The 80-page document will form the basis of the Lib Dem manifesto for the May 2015 poll, subject to approval by the party's annual conference in Glasgow next month. Activists will be able to amend the policies and, while their votes are not binding, it is unlikely the leadership would press ahead with any which are roundly rejected.
Lib Dems would guarantee to extend the 15 hours a week of free childcare, currently available to two-year-olds from disadvantaged backgrounds, to all two-year-olds by the end of the parliament in 2020 - with the ambition of achieving it within one or two years.

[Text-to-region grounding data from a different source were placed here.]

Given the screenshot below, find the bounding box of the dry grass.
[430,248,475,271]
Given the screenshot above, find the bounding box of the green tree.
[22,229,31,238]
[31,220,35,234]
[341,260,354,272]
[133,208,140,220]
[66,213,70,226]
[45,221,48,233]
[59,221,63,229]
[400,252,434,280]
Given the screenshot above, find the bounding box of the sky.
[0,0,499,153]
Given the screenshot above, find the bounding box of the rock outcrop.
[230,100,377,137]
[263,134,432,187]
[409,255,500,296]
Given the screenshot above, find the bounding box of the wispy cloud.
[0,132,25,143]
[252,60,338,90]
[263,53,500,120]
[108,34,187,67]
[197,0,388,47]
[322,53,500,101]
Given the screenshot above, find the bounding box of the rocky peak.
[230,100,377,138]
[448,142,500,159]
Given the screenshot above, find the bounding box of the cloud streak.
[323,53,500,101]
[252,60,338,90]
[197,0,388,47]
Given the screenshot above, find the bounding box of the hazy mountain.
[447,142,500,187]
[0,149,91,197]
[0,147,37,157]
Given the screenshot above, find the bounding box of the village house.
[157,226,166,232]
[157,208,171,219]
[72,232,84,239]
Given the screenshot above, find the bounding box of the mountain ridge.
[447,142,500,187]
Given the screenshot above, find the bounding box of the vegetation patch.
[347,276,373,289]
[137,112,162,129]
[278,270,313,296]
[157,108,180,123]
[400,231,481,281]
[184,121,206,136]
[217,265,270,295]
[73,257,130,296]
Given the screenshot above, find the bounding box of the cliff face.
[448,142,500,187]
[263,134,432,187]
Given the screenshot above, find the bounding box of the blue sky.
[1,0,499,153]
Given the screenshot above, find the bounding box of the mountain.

The plan to fund the bulk of the £800 million annual cost of the scheme by scrapping married couples' tax allowances could be a major obstacle in any coalition talks with Conservatives, who forced through the tax breaks despite opposition from their Lib Dem partners during this Parliament.
The allowance, worth up to £200 a year from next April to married couples where one spouse does not work, was described by a senior Lib Dem source as "a penalty on unmarried couples", including widows and abandoned wives.
And the party aims to go further, when resources allow, to extend the free childcare offer to all children aged nine to 24 months where both parents - or one in a single-parent household - are in work, before later increasing the maximum of hours funded by the state from 15 to 20.
These longer-term ambitions would cost an estimated £2 billion a year and the Lib Dem source acknowledged that the party has not yet identified a source of funding for them.
The source rejected suggestions that the party was penalising traditional families where mothers stay at home to look after children by withdrawing their tax breaks while failing to offer childcare support.
"If they have a two-year-old child, they are core beneficiaries," he said, adding that the party expected a take-up rate of around 85% for free childcare for two-year-olds.
Liberal Democrat business minister Jo Swinson said: "Helping families with the cost of childcare is part of the Liberal Democrat plan to build a stronger economy and a fairer society where there is opportunity for everyone to get on in life.
"Extending free early-years education to all two-year-olds will benefit children and reduce childcare costs for working parents. It builds on our record in Government where we have expanded free early-years education for every three and four-year-old and provided it for the first time to two-year-olds from the most hard-pressed families.
"This is ultimately a fundamental difference in values. Liberal Democrats want to help all families with childcare support and nursery education right the way through from the end of parental leave to the start of school. The Tories are more bothered about helping only some couples through a married couples' tax break."
A Lib Dem source said that the key theme running through the manifesto will be "spreading opportunity through education", with a raft of policies aimed at helping younger people, parents and school-leavers
It will include a series of policies floated by Lib Dems over the summer, including protection for education spending; a parents' guarantee that children will be taught the core curriculum by qualified teachers; free school meals for all primary pupils; guaranteed lessons in sex and relationship education, financial literacy and citizenship; and a "Daddy month" extension of paternity leave.
The appeal to young people comes after the Lib Dems lost the support of many students by U-turning on their 2010 manifesto pledge not to raise university tuition fees.
Labour children's spokeswoman Lucy Powell said: "There's no point the Lib Dems making more promises when people remember only too well the promises Nick Clegg and his party have already broken.
"Voters know they cannot trust Nick Clegg and the Lib Dems. When it comes to family policy, the Lib Dems' record is trebling tuition fees, 628 fewer Sure Start children's centres and, by 2015, taking away up to £15 billion in support for children and families.
"Labour's plan for 25 hours free childcare for working parents of three and four-year-olds goes beyond the Lib Dems' bogus promises."